Entangled Ropes

Four children are playing holding two ropes. Initially, the children are positioned in the four corners of a square, numbered 1 to 4 as shown below:

In the beginning of the play, the children in positions 1 and 4 hold a rope, and the children in positions 2 and 3 hold the other rope. Then the children perform a sequence of movements that can be of three types:

• Movement + : Children in positions 1 and 2 switch places, and the child at position 2 pass the rope over the child at position 1.
• Movement - : Children in positions 1 and 2 switch places, and the child at position 1 pass the rope over the child at position 2.
• Movement * : Children rotate clockwise. Who is in the position 1 goes to position 2, who is in position 2 goes to position 3, who is in position 3 goes to position 4, and who is in position 4 goes to position 1.

You must develop a program to predict the end of the game: After a given sequence of movements, do the ropes can be completely separated as they were initially without the children change places?

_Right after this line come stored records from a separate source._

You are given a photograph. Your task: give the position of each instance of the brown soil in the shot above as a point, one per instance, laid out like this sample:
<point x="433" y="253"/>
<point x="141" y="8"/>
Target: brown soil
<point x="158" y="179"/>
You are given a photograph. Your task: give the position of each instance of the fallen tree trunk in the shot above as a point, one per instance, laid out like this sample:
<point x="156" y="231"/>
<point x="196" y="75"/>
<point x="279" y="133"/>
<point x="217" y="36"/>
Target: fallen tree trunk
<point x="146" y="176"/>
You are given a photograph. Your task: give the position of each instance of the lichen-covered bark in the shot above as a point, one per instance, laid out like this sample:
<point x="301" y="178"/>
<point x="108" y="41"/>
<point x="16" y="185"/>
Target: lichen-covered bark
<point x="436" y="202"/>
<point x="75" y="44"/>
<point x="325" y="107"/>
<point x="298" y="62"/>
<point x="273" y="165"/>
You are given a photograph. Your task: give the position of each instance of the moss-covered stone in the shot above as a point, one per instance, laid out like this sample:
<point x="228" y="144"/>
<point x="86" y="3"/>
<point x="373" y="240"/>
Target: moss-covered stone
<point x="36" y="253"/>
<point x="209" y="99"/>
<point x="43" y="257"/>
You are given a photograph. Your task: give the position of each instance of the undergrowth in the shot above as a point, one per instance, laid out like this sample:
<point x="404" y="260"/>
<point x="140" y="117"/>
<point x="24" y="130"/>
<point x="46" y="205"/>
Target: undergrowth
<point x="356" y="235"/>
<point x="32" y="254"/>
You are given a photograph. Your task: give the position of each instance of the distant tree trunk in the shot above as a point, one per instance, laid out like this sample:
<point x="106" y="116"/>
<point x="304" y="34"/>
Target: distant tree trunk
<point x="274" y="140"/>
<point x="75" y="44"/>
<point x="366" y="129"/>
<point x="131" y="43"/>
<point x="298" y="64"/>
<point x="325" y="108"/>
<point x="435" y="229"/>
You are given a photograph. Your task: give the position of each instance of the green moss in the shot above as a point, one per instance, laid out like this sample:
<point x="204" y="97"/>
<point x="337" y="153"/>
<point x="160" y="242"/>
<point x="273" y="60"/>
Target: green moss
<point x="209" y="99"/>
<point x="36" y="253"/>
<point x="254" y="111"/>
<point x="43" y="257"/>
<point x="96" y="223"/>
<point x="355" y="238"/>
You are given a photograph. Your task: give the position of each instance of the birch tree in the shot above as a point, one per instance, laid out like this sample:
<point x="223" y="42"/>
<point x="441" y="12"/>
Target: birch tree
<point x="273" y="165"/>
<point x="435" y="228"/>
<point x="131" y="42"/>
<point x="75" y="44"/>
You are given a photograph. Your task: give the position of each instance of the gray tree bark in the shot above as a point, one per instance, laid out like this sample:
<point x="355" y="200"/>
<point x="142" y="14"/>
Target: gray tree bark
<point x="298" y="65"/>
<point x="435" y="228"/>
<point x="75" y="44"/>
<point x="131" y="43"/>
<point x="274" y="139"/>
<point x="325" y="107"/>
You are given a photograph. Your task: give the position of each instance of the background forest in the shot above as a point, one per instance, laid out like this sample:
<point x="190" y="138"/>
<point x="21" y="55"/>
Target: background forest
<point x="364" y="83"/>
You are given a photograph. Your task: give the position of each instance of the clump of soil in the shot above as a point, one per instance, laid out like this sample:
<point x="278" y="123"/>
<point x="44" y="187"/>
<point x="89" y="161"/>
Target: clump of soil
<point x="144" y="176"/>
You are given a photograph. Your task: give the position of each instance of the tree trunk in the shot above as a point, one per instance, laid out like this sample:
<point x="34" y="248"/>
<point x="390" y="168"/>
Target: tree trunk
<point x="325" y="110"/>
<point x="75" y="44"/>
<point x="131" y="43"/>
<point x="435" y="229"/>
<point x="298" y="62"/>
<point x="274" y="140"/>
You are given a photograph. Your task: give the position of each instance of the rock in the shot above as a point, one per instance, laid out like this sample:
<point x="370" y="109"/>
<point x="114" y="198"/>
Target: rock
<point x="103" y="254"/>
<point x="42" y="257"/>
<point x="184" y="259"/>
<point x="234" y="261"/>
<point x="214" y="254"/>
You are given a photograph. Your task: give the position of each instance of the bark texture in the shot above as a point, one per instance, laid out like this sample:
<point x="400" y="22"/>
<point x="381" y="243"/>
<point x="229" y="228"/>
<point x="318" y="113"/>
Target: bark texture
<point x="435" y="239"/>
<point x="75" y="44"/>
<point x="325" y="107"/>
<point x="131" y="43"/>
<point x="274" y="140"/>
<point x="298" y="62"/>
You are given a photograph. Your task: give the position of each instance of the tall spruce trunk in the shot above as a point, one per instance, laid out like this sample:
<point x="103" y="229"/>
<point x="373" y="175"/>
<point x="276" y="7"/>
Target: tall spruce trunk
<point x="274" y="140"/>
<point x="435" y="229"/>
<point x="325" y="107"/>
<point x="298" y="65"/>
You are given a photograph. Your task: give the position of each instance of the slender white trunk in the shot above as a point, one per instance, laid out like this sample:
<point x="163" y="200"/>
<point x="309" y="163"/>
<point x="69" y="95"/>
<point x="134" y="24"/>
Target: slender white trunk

John Conway is one of the children participating in the game. He is a very smart boy and decided to give you a hint to solve the problem: after the sequence of movements, the ropes can not be completely separated if and only if the sequence of movements is equivalent to a sequence of alternating movements. A sequence of movements is alternating if it switches the '+' and '-' movements between a movement of '*', using the format "+++...+++*---...---*+++...". For example, "+++", "-*++*-" and "+++*----*" are alternating sequences. An alternating sequence is always started by a movement of '+' or '-', and don't have consecutives "*" movements, so sequences "*---*++" and "++**-" not are alternating. The sequence "+-++*+" is not alternating, but is equivalent to the alternating sequence "+*-*", because the two sequences leave the two ropes in the same situation.